Now, if a resourceful person or group initiates a campaign that results in murder and mayhem and insists that it is jihad, should we accept the claim simply because this man is able to hog media attention due to the enormity of his crime and the damage caused? When he claims that it is jihad, he is aware of the sanctity and piety that is associated with this term in Islamic religious tradition. He knows there cannot be a better subterfuge to deceive a sizeable number of people and win their sympathy and support.

If without subjecting his claim to critical scrutiny we start describing him as a jihadi and his campaign as jihad then we are falling into his trap. Logically speaking, a jihadi, if killed, shall be described as a martyr at least by those who subscribe to that religious tradition. On the other hand, if his claim is tested and he is shown to be a pure and simple killer who is using religion to further his personal agenda or to cover his crimes, then the right Quranic term to describe him shall be fasadi, the mischief maker. As the Quran says: "Do no mischief on the earth after it has been set in order but call on Him with fear and longing: for the mercy of God is near to those who do good" (7.56)

When someone claims to be spearheading an Islamic cause, then that claim must be subjected to Quranic scrutiny because the Book clearly says that: "God lays evil (filth) on those who will not use their reason" (10.100). In fact, a careful reading of the verses of Quran shows that human life is inviolable except in case of murder or for causing mischief. Quran says: "If anyone slew a person unless it be for murder or for spreading mischief (fasad) in the land it would be as if he slew the whole people: and if anyone saved a life it would be as if he saved the life of the whole people." (5.32).

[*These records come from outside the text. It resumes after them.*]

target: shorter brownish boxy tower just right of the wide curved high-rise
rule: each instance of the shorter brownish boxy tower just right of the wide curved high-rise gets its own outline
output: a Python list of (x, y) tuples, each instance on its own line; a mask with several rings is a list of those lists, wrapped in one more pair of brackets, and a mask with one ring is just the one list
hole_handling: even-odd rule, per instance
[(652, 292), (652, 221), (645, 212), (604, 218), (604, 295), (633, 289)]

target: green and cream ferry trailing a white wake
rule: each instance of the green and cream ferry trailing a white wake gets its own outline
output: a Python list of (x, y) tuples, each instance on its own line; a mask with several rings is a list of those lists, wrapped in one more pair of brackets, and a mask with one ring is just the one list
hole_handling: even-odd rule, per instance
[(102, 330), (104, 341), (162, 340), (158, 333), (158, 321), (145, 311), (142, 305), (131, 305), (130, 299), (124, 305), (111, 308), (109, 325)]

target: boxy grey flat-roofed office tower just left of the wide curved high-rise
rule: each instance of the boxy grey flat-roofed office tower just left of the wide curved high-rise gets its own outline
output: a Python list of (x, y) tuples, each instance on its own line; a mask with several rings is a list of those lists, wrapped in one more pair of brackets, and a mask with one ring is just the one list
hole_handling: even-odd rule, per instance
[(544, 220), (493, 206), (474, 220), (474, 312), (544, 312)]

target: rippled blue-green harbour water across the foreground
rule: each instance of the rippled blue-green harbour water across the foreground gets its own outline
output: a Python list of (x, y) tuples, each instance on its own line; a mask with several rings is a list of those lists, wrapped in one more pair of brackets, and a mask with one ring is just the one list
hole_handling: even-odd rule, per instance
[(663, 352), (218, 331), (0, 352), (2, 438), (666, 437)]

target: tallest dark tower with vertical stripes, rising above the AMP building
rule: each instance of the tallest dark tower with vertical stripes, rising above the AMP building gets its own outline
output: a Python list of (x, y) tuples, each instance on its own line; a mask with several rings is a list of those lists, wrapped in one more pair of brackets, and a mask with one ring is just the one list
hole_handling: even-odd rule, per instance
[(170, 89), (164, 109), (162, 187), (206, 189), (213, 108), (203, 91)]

The sanctity of human life has been upheld to the extent that even justified action was not permitted due to apprehension of loss of innocent lives. On the occasion of Hudaibiya, when Muslims refused to fight against the Quraysh despite adequate provocation, the Quran said: 

"They [the Unbelievers] are the ones who denied revelation and hindered you from the Sacred Mosque and the sacrificial animals detained from reaching their place of sacrifice. Had there not been believing men and believing women whom you did not know that you were trampling down and on whose account a crime would have accrued to you without knowledge. (God would have allowed you to force your way but He held back your hands) that He may admit to His mercy whom He will. If they had been apart We should certainly have punished the Unbelievers among them with a grievous punishment "(48.25). Allah thus saved lives by ensuring peace with unbelievers.

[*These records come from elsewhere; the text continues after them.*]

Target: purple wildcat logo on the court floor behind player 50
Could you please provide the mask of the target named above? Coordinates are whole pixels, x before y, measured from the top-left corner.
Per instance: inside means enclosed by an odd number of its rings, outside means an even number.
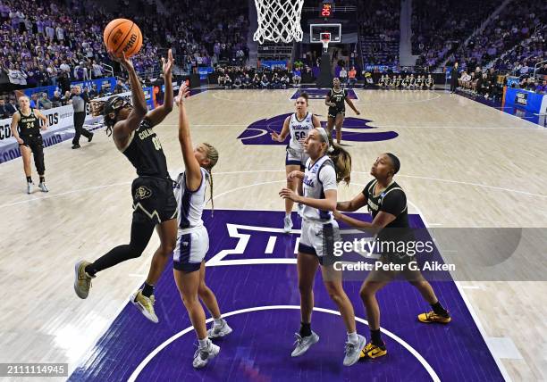
[[[290,115],[291,113],[287,113],[265,120],[257,120],[248,125],[238,139],[241,140],[243,145],[287,145],[290,137],[287,137],[283,143],[275,142],[270,137],[270,132],[275,131],[280,133],[285,118]],[[399,137],[399,134],[395,131],[378,131],[381,128],[368,126],[369,122],[371,122],[371,120],[347,117],[344,120],[344,126],[342,128],[342,139],[350,142],[378,142]],[[326,128],[326,121],[322,121],[321,126]],[[332,131],[332,137],[335,137],[334,134],[335,132]]]

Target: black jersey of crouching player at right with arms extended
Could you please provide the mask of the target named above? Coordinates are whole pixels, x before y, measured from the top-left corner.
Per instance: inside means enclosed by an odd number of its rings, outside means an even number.
[[[378,212],[383,211],[396,216],[395,220],[385,228],[408,228],[407,195],[405,192],[393,181],[382,193],[374,195],[374,187],[377,183],[376,179],[371,180],[363,189],[368,212],[372,215],[373,220]]]

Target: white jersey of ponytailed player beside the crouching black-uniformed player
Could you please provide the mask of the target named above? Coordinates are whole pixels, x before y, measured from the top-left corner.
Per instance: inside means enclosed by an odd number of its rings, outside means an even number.
[[[304,174],[302,182],[305,197],[324,199],[324,191],[337,189],[334,163],[327,155],[318,159],[314,164],[312,164],[311,158],[308,158]],[[305,220],[324,222],[332,220],[332,212],[318,210],[308,205],[304,205],[303,216]]]

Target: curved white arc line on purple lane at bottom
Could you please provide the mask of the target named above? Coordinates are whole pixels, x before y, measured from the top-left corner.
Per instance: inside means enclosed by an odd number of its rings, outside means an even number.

These are only few references that show that causing murder and mayhem comes in the category of fasad-- a crime punishable with death, and not jihad a concept rooted in piety and selflessness. Those who wish the fight against terrorism to succeed need be careful to use correct words to describe the campaign and actions of the terrorists and give them not the satisfaction of adopting the terms by which they describe themselves. As George Orwell has said: "If thought corrupts language, language can also corrupt thought. A bad usage can spread by tradition and imitation, even among people who should know better."